Dans son acception générale, la dignité renvoie directement à la notion de liberté, laquelle implique la capacité de déterminer par soi-même et pour soi-même ce en quoi consiste une « bonne vie », et, par la suite, la possibilité d’effectuer des choix relatifs à cette dernière. Autrement dit, tout individu devrait pouvoir vivre conformément à ses propres valeurs, dans la mesure où cela ne brime pas la liberté et les droits d’autrui. C’est sur la base de ce principe que, dans l’arrêt Carter, la Cour suprême a fait valoir que la reconnaissance d’un droit à la vie et à la sécurité ne doit pas, dans son application, conduire à une obligation de vivre contre son gré. Par conséquent, elle reconnaît que, dans certaines circonstances, il faut respecter le choix d’une personne de mettre fin à ses jours.

Dans la loi, il y a grosso modo trois grandes conditions à remplir pour obtenir l’aide médicale à mourir : avoir une maladie grave et incurable ; être en situation de fin de vie ; être en proie à des souffrances physiques et psychologiques qui ne peuvent être soulagées par les moyens normalement utilisés. 

Si, à première vue, ces critères peuvent sembler raisonnables, en y regardant de plus près, on constate qu’ils ne respectent pas tout à fait l’autonomie morale des personnes. D’abord, la souffrance étant une notion très subjective, il me semble quelque peu hasardeux d’en faire un critère incontournable. Par ailleurs, en limitant l’accès à l’aide médicale à mourir seulement aux personnes en fin de vie, nous forçons certaines personnes malades à vivre contre leur gré une vie qu’elles jugent ne plus valoir la peine d’être vécue.

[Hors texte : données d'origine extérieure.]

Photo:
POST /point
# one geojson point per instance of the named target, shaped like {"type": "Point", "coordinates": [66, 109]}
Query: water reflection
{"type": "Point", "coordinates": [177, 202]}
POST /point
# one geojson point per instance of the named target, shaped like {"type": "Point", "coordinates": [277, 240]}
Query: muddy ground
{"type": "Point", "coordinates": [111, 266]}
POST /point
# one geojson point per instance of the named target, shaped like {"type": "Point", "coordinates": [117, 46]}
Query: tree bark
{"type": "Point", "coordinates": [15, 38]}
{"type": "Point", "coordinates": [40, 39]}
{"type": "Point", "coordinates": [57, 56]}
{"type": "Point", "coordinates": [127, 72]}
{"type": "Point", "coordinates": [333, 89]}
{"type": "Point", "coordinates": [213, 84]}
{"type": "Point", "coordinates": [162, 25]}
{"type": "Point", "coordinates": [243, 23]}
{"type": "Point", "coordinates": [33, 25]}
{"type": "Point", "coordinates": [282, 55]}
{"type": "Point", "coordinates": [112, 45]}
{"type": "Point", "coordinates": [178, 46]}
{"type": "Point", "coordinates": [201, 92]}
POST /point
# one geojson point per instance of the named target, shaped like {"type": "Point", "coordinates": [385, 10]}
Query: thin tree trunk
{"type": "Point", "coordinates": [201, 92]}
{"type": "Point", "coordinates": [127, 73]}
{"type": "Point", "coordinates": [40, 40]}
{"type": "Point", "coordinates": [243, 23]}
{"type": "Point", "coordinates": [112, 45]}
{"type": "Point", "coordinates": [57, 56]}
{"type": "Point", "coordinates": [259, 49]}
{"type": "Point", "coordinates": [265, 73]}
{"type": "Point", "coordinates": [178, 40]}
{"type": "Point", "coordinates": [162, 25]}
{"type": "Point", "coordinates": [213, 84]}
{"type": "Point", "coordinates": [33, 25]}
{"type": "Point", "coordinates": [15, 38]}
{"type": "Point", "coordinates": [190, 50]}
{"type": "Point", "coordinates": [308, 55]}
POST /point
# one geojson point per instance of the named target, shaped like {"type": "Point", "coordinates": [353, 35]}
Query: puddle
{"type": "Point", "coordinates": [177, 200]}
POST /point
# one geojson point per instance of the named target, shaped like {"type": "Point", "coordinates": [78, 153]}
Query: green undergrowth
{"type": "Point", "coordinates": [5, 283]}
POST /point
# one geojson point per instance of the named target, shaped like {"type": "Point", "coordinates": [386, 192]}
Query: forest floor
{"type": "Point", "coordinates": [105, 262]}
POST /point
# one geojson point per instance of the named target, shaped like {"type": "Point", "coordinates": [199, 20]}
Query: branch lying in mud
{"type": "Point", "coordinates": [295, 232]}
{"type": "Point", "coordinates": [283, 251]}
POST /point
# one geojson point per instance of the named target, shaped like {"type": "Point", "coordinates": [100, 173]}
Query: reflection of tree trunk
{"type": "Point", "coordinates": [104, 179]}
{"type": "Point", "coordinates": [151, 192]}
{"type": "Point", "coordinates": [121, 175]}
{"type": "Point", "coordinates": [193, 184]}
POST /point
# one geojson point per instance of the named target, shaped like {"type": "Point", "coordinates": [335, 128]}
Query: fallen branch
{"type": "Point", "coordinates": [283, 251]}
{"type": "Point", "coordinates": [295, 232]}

Le problème, ici, c’est qu’en refusant d’accorder aux personnes qui ont une maladie grave et incurable la même autonomie morale qu’à celles qui sont en fin de vie, la loi québécoise prend manifestement parti pour une conception particulière de la vie et trace elle-même la ligne entre ce qui permet de juger qu’une vie vaut ou ne vaut plus la peine d’être vécue. Cela rompt avec le principe de neutralité de l’État, qui est pourtant fondamental dans une société libre et démocratique comme la nôtre.

Mais la question n’est pas si simple, j’en conviens, et il importe par ailleurs de se prémunir contre les risques de dérapage. Le principal enjeu, à ce point-ci, c’est donc celui du consentement libre et éclairé. J’estime cependant qu’il serait irresponsable – pour ne pas dire immoral – de laisser cette question en suspens indéfiniment, car force est de constater que pour l’instant, nous ne sommes pas tous égaux devant la mort.